Lead Machine Learning Engineer
Online marketplace for used industrial machinery.Online marketplace for pre-owned industrial machinery.
- Owned the full marketing-and-product ML surface across recommendations, retention, lifecycle messaging, and content categorization.
- Shipped the company's first recommendation engine using TensorFlow on AWS and a suite of ranking algorithms inside an in-house Python ML framework.

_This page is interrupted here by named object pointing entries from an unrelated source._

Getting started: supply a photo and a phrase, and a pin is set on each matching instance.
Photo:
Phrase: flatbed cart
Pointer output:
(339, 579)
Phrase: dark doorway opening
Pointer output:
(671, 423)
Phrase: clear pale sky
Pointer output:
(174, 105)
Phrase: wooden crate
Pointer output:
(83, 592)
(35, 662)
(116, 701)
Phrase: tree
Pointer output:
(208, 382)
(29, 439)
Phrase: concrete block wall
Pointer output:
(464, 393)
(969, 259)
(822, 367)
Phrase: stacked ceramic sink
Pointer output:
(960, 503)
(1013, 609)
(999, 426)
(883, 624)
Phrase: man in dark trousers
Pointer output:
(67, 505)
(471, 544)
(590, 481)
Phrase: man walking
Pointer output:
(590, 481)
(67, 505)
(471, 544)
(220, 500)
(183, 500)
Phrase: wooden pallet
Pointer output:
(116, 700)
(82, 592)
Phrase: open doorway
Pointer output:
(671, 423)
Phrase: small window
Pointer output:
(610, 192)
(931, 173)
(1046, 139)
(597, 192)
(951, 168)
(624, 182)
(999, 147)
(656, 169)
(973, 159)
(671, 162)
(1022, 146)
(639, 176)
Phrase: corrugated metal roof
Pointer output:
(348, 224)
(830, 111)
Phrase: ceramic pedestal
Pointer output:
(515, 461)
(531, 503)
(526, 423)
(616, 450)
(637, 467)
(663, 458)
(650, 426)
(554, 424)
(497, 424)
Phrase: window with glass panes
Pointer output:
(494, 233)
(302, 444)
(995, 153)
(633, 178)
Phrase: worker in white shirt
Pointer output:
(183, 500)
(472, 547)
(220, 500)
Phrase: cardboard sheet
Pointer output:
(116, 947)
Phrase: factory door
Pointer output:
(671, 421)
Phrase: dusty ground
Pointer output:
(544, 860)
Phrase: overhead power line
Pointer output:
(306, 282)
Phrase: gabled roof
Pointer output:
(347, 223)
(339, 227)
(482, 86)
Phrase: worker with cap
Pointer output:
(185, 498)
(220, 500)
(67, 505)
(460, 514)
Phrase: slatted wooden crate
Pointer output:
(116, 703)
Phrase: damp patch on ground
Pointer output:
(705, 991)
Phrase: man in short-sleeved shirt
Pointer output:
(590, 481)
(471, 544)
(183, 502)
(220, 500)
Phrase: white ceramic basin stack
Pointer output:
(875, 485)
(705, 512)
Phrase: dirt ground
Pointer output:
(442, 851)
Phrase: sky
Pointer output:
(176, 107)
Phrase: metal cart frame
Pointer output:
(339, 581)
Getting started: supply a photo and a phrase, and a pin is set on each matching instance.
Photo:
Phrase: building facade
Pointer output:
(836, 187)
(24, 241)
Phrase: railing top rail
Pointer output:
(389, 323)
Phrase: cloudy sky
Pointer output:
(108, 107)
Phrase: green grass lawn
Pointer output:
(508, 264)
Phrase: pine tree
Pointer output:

- Built embedding-based listing similarity for search, deduplication, and related-machine recommendations.
- Built a personalized email send-time system using time-series analysis that improved open rate and email-attributed revenue.
- Shipped the company's first customer churn model.
- Integrated LLMs using GPT for product categorization at catalog scale with a confidence-gated human-in-the-loop review queue and ongoing evaluation.
- Reduced uncategorized listings from 15% to 2%.
- Worked hands-on in Jupyter, SQL, and Pandas day to day.
Machine Learning Engineer
A hedge fund that uses quantitative analysis to make investment decisions.
- Built the fund's first end-to-end automated trading system covering data ingestion, feature engineering, model training, and operationalization into live trading flow.
- Modeled equity-market behavior using alternative data sources.
Machine Learning Engineer
The largest e-commerce platform in Latin America.
- Specialized in fraud prevention.
- Built and deployed ML models for transaction-level fraud scoring that reduced fraudulent transactions by more than 70% across four operating countries.
- Designed custom neural networks in the pre-framework era and implemented them directly from research papers.
- Benchmarked Random Forests, SVMs, and GBMs in R.
- Trained models on AWS Linux infrastructure.